En una ciudad donde la tasa de homicidios es de 143 por cada 100 mil habitantes (la población total es de casi 700 mil), el aviso en las frecuencias de radio de la Policía de que hay un 11 (un muerto, según la clave policiaca) es constante. “Si bajó ha sido muy poco”, afirma el empleado.

Afuera de la morgue de Acapulco el olor a sangre podrida es penetrante. Ese día, uno de 26 cadáveres fue identificado por sus familiares basados en un tatuaje: el cuerpo no tenía cabeza. A la espera de la siguiente diligencia, los empleados del SEMEFO se reúnen a conversar y cuentan lo difícil que es bajar de los cerros con los cadáveres en estado de putrefacción. “Hasta calentura me dio ese día”, platica uno.

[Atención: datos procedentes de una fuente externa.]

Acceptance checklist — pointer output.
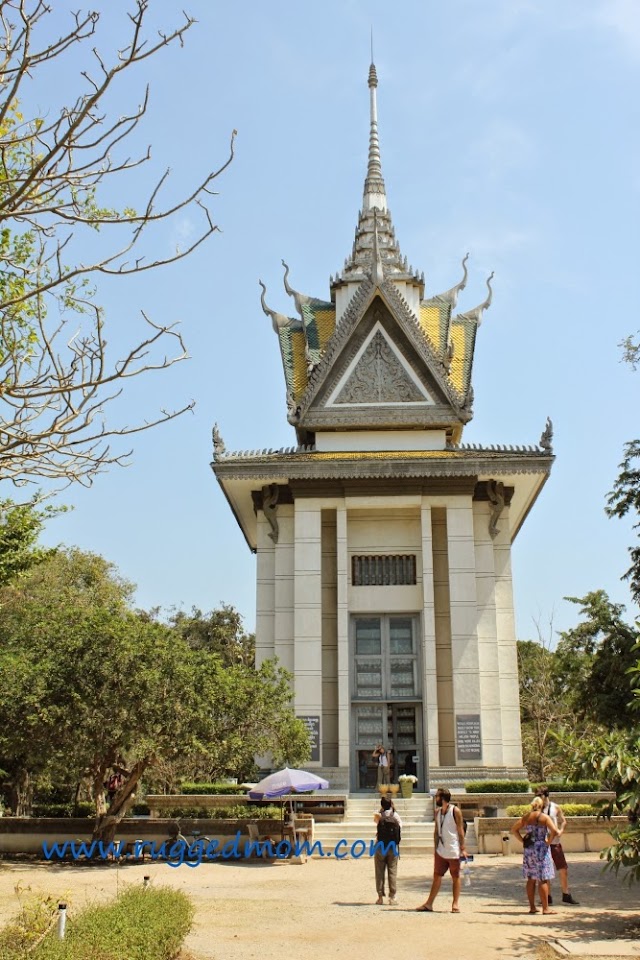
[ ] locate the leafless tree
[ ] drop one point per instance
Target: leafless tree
(543, 711)
(56, 371)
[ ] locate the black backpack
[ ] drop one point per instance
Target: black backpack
(388, 831)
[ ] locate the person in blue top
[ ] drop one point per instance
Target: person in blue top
(537, 863)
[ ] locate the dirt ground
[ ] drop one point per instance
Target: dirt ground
(325, 908)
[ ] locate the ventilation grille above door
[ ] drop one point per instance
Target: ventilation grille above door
(383, 571)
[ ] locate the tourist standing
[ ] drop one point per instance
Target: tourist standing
(537, 864)
(449, 849)
(554, 812)
(383, 765)
(387, 836)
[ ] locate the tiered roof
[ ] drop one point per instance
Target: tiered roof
(441, 342)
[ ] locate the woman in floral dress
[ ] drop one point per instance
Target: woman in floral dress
(537, 864)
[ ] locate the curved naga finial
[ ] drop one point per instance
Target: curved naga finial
(218, 442)
(546, 440)
(451, 296)
(293, 410)
(476, 313)
(277, 319)
(300, 299)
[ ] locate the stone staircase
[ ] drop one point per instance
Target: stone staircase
(417, 823)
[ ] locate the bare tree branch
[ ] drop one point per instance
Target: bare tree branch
(56, 373)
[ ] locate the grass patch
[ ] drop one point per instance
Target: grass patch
(141, 924)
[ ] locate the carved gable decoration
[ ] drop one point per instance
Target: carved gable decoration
(379, 375)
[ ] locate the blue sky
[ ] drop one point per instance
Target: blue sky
(508, 129)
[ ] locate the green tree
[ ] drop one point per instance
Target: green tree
(87, 684)
(542, 709)
(220, 631)
(593, 660)
(613, 758)
(58, 236)
(20, 526)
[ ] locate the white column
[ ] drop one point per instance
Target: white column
(344, 700)
(429, 668)
(283, 588)
(462, 589)
(264, 592)
(488, 661)
(507, 650)
(307, 657)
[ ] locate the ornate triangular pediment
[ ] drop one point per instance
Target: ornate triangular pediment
(379, 375)
(379, 370)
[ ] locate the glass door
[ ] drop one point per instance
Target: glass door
(385, 698)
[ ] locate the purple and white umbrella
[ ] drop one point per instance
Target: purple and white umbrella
(287, 781)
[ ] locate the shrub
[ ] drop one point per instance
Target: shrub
(498, 786)
(211, 788)
(569, 810)
(576, 786)
(140, 925)
(65, 810)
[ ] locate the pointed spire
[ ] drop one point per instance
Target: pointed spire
(374, 189)
(377, 268)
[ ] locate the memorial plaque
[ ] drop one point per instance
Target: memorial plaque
(313, 728)
(468, 736)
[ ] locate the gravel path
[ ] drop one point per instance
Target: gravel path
(325, 908)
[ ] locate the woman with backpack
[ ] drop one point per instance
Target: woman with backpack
(537, 864)
(387, 849)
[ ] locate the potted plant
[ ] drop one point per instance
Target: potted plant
(407, 782)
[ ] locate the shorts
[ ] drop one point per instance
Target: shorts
(441, 865)
(558, 857)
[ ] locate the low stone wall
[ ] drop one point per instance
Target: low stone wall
(581, 834)
(25, 835)
(476, 804)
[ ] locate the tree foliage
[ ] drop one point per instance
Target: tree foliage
(220, 631)
(20, 526)
(593, 660)
(57, 235)
(87, 684)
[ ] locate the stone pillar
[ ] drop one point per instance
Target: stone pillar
(265, 565)
(283, 588)
(344, 699)
(429, 668)
(507, 650)
(489, 666)
(462, 590)
(307, 658)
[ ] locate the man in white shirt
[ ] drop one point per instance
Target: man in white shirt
(449, 849)
(383, 764)
(555, 813)
(387, 860)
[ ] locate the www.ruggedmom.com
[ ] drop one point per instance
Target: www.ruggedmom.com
(177, 852)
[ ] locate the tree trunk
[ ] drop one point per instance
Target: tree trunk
(109, 818)
(21, 794)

Nadie habla del peligro de la profesión, de las ocasiones en que policías y militares los han dejado solos —con los muertos— en las escenas del crimen, ni de que regresan sin escolta a la morgue. “Hasta el momento, gracias a Dios, no nos han amenazado”, celebra un trabajador del organismo.

Casi a las seis de la tarde la radio reporta un ahogado cerca del hotel El Presidente. “Están las olas altas”, explica un chofer. Nadie se apresura, es uno de los muertos “más ligeros” en esta ciudad.